Belajar tanpa Anak


Baru saja, saya tercenung melihat iklan sebuah acara seminar parenting. Temanya bagus dan sangat pas dengan perkembangan terkini, tentang anak dan gadget. Tapi ada satu kalimat di bagian bawah yang membuat saya menarik nafas karena kecewa. "Tidak diperkenankan membawa anak". Sebuah persyaratan yang sungguh tak bisa dipenuhi oleh seorang ibu seperti saya, ibu dengan tiga balita. Artinya, mungkin seminar ini hanya ditujukan bagi orang tua yang: pertama, tidak punya anak; kedua, orang tua yang punya anak tapi bisa menitipkan anaknya kepada asisten atau nenek-kakek; ketiga, ibu yang tidak punya bayi yang harus menyusui atau yang menyusui tapi bisa memompa asi untuk si anak. Intinya lagi, seminar ini bisa diikuti oleh orang tua yang "tanpa anak". Sebesar apa pun ingin saya untuk belajar lewat seminar ini, saya takkan bisa memenuhi persyaratan itu. Kalau mau ikut, ya saya harus memikirkan cara untuk "mengesampingkan" anak-anak saya dulu.
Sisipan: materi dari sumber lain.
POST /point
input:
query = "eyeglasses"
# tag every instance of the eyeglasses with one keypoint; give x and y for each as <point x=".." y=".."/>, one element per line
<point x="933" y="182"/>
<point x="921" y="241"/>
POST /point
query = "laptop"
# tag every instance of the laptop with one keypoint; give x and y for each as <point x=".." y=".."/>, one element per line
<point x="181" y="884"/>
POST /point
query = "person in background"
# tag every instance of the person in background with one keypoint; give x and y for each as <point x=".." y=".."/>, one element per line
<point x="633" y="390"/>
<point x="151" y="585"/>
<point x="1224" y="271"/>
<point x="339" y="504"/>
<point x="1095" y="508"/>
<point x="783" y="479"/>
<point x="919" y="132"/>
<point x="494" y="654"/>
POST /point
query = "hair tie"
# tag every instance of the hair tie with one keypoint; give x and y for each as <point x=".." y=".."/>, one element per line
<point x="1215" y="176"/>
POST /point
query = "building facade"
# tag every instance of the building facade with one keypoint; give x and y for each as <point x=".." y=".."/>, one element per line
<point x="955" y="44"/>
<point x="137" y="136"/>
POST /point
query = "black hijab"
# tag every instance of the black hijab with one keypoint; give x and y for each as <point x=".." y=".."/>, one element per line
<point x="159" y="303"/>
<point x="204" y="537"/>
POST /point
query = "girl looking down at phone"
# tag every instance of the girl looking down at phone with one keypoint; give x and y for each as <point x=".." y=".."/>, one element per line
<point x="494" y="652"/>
Teringat tentang cerita seorang sahabat yang tinggal di luar sana, di sebuah negara yang sangat bersahabat dengan anak-anak. Saat mengurus surat ke kantor pemerintah setempat, dia, yang harus membawa anaknya ke mana-mana, benar-benar merasa nyaman. Kenapa? Karena di setiap kantor pemerintah yang berhubungan langsung dengan pelayanan publik, ada sebuah tempat yang disediakan khusus untuk anak-anak. Jadi, saat orang tuanya mengurus ini-itu, si anak sibuk dengan aneka mainan dan kertas untuk diwarnai atau digambar. Urusan orang tua beres, anak pun senang. Di toko tempat dia berbelanja juga sama. Ada kids corner, yang menyediakan kertas cuma-cuma agar si anak berkreasi, sementara orang tua berbelanja. Benar-benar lingkungan yang ramah kepada anak-anak.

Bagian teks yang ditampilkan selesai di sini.